What’s Worth Knowing About Online Trauma Tests

Online trauma tests can be helpful, but the approach here matters the most. The most important thing to understand is that they do not diagnose anything.

Even the tests based on trusted concepts like ACEs give subjective results. They depend on how you interpret questions and how honestly you answer them, without professional guidance.

A high score doesn’t automatically mean you experienced trauma in a clinical sense or that you have a mental health condition. It can only suggest that certain experiences can impact adult life, but it doesn’t mean they will necessarily impact you. At the same time, a low score doesn’t mean that what you’re going thru isn’t valid.

Approaching childhood trauma tests should come from an inherent desire to learn something about yourself, with the focus on the future. If you feel the urge to “confirm” that something bad happened or “prove” something to yourself or others, it can be a sign that there’s already emotional tension that needs attention.

Finally, choose an online childhood trauma test wisely. Look for the tests that:

  • Are created or reviewed by mental health professionals.
  • Clearly state the psychological framework on which they are based.
  • Include a disclaimer that this is not a diagnostic tool.
  • Avoid promising healing or definitive results.

Breeze’s trauma test checks every box, which is why more than 11 million people have trusted it and downloaded the app [4].

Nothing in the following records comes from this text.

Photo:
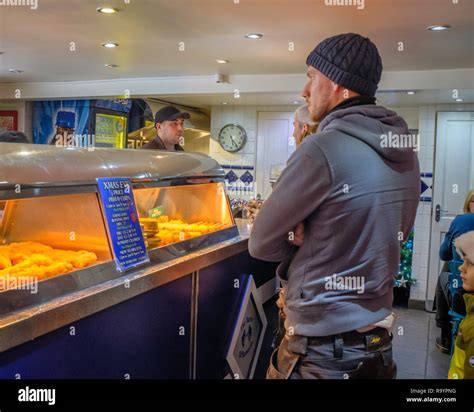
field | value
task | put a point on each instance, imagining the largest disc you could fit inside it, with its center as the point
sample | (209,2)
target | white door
(275,144)
(453,178)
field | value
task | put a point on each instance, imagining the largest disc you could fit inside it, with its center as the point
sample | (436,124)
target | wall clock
(232,137)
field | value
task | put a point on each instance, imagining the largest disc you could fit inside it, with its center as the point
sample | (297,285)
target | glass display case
(53,235)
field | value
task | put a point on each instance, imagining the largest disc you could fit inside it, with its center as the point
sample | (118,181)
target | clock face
(232,137)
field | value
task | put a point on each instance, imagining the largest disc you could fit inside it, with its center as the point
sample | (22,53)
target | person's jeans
(350,355)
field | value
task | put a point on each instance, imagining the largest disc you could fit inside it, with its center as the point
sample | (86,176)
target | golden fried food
(5,261)
(163,231)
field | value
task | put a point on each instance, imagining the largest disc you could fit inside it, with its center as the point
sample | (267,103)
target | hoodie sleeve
(302,187)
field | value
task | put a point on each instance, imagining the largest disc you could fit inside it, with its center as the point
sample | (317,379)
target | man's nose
(305,92)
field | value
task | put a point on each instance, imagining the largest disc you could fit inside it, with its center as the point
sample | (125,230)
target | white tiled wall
(427,128)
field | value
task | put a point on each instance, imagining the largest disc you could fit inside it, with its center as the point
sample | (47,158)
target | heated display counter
(67,307)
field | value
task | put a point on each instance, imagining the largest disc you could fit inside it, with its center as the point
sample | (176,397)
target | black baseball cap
(170,113)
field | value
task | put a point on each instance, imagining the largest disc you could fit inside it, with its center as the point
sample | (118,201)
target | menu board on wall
(110,130)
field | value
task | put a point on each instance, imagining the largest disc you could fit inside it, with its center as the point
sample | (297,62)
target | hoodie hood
(380,128)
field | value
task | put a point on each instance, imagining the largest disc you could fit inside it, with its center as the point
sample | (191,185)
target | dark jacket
(354,196)
(157,144)
(462,362)
(460,225)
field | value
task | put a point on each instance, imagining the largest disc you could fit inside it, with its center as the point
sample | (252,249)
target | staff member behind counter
(169,129)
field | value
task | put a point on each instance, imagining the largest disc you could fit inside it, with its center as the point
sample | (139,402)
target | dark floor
(414,335)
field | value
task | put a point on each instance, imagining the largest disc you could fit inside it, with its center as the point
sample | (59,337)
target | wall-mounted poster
(110,129)
(8,121)
(249,332)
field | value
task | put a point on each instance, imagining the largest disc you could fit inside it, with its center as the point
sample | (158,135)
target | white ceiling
(37,41)
(389,98)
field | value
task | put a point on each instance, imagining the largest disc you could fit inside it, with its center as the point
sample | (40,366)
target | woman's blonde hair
(469,197)
(303,117)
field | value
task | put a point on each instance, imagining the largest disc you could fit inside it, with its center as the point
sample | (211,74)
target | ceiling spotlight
(110,45)
(254,36)
(438,27)
(107,10)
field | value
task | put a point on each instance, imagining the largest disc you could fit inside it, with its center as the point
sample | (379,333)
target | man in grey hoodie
(335,219)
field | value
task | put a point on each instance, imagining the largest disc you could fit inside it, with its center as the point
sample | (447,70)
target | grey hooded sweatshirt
(356,190)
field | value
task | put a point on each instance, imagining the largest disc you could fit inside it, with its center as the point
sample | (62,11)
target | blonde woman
(461,224)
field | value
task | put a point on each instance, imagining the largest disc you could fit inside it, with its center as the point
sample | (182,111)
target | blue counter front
(178,330)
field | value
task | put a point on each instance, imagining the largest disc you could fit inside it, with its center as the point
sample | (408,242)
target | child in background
(462,363)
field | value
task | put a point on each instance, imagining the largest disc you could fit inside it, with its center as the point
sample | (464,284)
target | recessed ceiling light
(254,36)
(107,10)
(110,45)
(438,27)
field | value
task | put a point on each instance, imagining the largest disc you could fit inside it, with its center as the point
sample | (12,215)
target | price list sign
(122,222)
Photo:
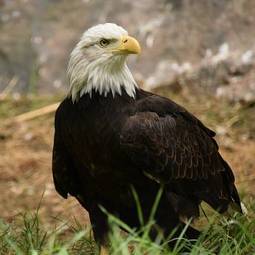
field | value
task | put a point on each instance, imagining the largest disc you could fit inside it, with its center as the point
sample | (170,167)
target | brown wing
(170,146)
(179,151)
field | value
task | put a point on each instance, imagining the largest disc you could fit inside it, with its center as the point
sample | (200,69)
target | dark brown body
(105,145)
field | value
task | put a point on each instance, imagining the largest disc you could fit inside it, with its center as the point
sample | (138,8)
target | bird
(113,138)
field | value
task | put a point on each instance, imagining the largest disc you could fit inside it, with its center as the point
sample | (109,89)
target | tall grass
(27,236)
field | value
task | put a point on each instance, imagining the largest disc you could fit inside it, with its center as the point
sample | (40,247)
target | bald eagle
(110,135)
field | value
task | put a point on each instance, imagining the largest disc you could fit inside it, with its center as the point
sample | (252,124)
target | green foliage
(26,236)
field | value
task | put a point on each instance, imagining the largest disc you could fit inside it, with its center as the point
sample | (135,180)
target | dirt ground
(25,169)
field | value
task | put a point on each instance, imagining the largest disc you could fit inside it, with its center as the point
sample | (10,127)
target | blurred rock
(188,43)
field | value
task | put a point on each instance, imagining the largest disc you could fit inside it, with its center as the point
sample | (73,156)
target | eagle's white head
(98,62)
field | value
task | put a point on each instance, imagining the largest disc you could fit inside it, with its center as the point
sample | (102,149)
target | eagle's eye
(104,42)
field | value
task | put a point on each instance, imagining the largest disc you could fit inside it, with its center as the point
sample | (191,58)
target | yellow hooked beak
(128,45)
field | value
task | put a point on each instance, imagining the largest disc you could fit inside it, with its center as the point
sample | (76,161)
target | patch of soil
(26,179)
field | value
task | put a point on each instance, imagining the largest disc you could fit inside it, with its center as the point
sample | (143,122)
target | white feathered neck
(91,69)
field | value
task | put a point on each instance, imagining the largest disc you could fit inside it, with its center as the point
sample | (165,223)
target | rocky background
(203,46)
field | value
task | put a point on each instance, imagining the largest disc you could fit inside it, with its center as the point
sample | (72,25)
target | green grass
(221,235)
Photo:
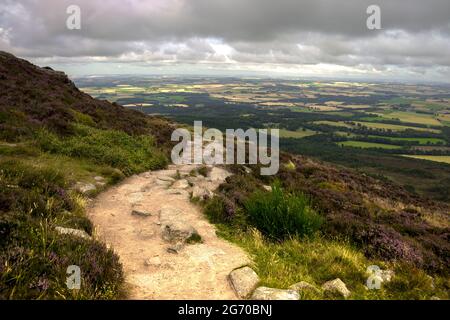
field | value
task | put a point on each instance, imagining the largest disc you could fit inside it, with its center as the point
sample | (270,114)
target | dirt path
(155,268)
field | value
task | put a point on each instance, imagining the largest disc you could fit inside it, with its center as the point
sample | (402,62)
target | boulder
(153,262)
(175,248)
(73,232)
(336,286)
(140,211)
(218,174)
(174,228)
(201,193)
(180,184)
(243,281)
(386,275)
(265,293)
(166,178)
(85,188)
(304,287)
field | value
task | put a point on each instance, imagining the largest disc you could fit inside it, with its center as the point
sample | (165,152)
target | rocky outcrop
(336,287)
(174,228)
(304,286)
(72,232)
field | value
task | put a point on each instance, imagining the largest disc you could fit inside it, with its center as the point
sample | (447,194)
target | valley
(367,126)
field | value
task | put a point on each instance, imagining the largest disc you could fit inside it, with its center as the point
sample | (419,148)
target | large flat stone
(243,281)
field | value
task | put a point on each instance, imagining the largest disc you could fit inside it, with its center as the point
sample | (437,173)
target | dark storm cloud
(415,33)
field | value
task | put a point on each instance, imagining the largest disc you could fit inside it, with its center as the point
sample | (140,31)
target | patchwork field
(443,159)
(368,126)
(366,145)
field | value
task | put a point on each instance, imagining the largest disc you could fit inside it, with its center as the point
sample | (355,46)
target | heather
(34,257)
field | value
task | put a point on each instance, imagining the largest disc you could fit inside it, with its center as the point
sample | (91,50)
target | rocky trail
(167,247)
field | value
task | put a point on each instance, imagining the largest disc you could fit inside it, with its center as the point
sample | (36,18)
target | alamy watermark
(373,22)
(208,147)
(73,21)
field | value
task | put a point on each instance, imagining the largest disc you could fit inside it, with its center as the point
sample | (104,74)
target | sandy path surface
(196,271)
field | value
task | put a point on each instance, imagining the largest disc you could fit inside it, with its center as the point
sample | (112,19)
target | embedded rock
(243,281)
(336,286)
(265,293)
(73,232)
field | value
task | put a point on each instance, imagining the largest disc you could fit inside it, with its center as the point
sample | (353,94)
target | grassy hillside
(320,223)
(52,138)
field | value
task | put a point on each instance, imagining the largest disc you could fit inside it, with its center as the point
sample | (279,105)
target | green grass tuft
(279,215)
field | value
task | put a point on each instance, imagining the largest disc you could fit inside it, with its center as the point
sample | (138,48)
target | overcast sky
(263,37)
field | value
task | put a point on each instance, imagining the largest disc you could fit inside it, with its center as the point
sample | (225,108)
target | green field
(335,124)
(296,134)
(420,141)
(394,127)
(367,145)
(443,159)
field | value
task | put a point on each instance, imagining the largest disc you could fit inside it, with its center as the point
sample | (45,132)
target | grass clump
(279,215)
(33,256)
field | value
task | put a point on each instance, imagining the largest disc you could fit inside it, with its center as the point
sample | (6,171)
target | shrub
(279,215)
(33,257)
(130,154)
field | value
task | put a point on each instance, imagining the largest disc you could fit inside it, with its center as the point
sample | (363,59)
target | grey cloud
(416,33)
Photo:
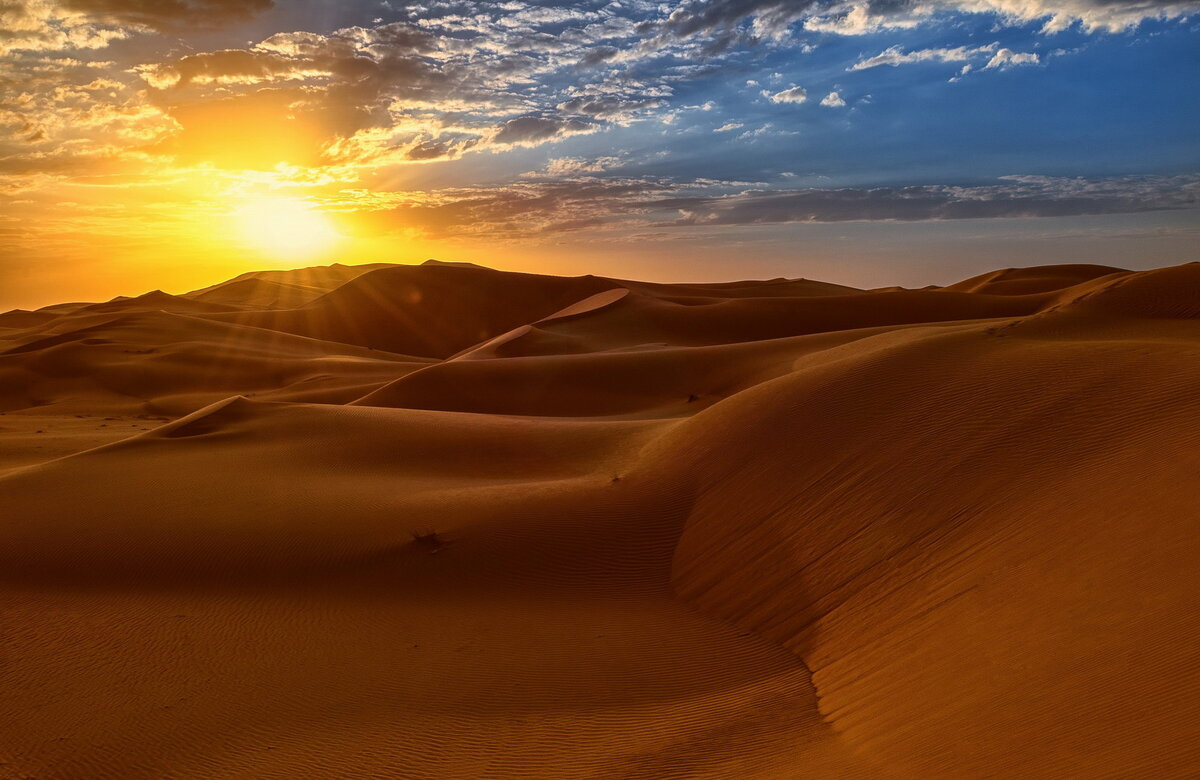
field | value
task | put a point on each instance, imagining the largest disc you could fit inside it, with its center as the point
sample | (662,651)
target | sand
(444,521)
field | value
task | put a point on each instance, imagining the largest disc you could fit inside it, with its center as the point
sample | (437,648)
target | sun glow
(286,228)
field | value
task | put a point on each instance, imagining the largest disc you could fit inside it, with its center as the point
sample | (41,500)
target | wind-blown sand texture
(443,521)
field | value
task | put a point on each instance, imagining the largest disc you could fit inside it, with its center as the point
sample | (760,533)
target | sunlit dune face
(286,228)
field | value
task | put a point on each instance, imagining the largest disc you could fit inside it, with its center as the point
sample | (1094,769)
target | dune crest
(444,521)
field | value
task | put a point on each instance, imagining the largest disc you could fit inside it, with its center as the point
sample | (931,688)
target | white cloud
(895,57)
(1008,58)
(791,95)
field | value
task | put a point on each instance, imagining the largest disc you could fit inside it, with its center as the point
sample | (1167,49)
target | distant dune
(444,521)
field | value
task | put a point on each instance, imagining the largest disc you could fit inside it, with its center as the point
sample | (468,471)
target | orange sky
(173,145)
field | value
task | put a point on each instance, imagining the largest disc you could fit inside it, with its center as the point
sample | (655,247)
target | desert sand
(443,521)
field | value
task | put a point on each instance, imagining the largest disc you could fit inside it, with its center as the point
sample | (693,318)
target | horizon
(865,144)
(503,270)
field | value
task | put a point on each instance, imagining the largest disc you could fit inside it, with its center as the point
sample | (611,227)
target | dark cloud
(580,202)
(1018,197)
(533,130)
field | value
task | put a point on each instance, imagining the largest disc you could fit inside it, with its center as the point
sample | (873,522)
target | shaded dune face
(451,522)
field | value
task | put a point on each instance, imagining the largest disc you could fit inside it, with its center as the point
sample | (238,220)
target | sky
(174,143)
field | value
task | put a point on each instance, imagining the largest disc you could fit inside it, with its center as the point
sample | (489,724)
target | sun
(286,227)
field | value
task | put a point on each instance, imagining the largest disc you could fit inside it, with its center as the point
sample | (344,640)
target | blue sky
(871,142)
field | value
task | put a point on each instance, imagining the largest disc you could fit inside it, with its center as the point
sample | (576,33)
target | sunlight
(286,228)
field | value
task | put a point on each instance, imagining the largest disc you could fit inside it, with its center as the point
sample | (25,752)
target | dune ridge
(447,521)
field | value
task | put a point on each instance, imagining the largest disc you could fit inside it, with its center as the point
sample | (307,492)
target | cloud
(1007,58)
(791,95)
(581,201)
(168,15)
(894,57)
(1015,197)
(531,131)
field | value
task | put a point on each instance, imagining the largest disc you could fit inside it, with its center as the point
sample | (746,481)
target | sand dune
(443,521)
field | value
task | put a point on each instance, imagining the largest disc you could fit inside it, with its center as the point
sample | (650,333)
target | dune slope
(450,522)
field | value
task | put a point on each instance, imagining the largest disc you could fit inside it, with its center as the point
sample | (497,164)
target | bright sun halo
(286,227)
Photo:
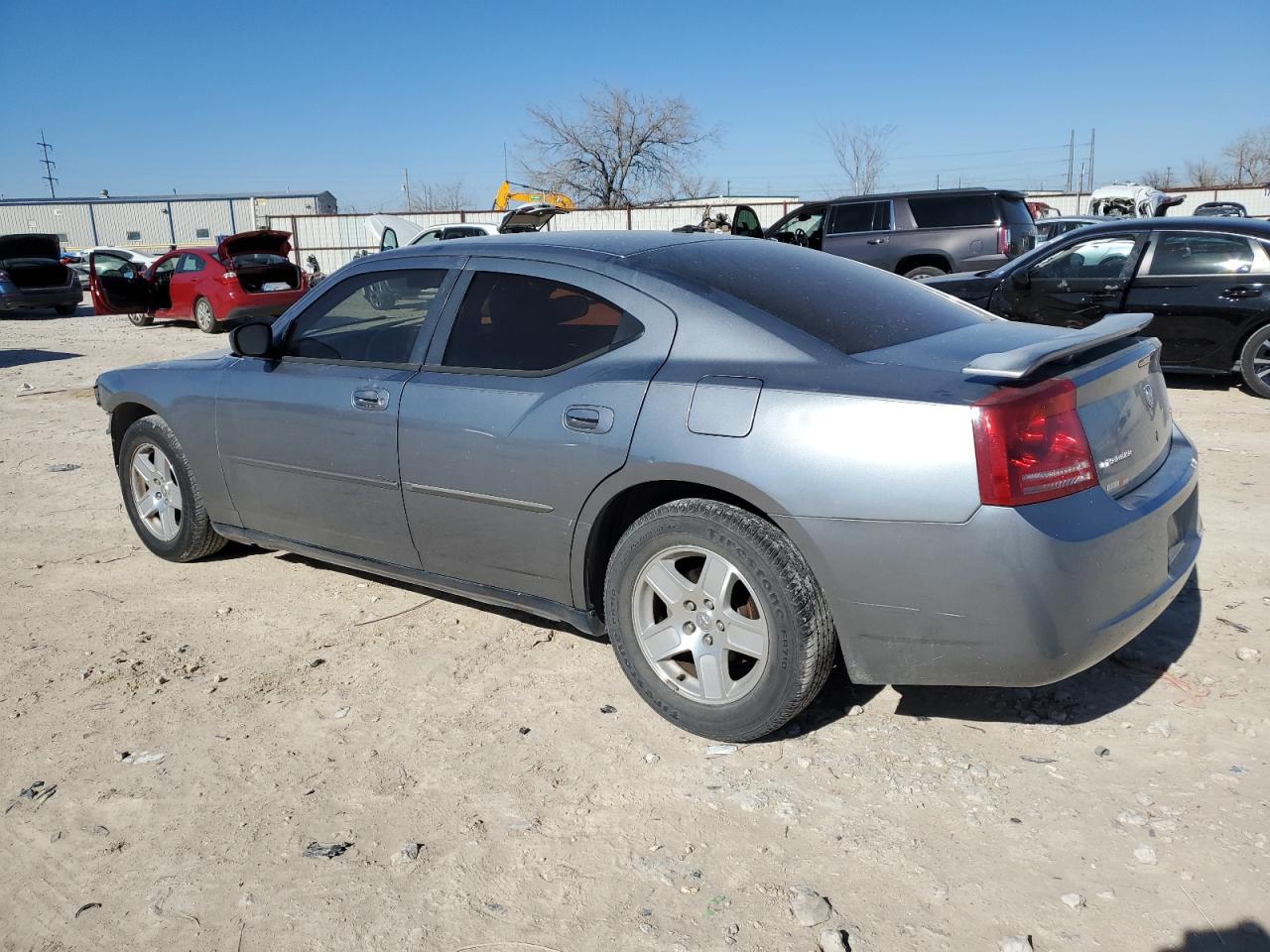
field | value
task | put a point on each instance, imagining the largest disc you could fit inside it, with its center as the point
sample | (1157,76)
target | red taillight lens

Results from Breeze Wellbeing’s trauma test are more comprehensive than those from generic questionnaires. Besides estimating the likelihood of certain childhood experiences, it also gives tips on how to adjust your life to minimize the impact of childhood trauma.

 

Sources

  1. Prevalence of Adverse Childhood Experiences Among U.S. Adults — Behavioral Risk Factor Surveillance System, 2011–2020. by Swedo EA, Aslam MV, Dahlberg LL, et al. CDC Morbidity and Mortality Weekly Report. June 2023.
  2. Prospective longitudinal associations between adverse childhood experiences and adult mental health outcomes: a protocol for a systematic review and meta-analysis. by Thurston C, Murray AL, Franchino-Olsen H, Meinck F. Systematic Reviews. September 2023.
  3. Stress effects on the body. by Shaw W, Labott-Smith S, Burg MM, Hostinar C, Alen N, van Tilburg MAL, Berntson GG, Tovian SM, Spirito M. APA. October 2024.
  4. Breeze Wellbeing Surpasses 11 Million Downloads as It Transforms Mental Health Apps Industry. Reuters. December 2025.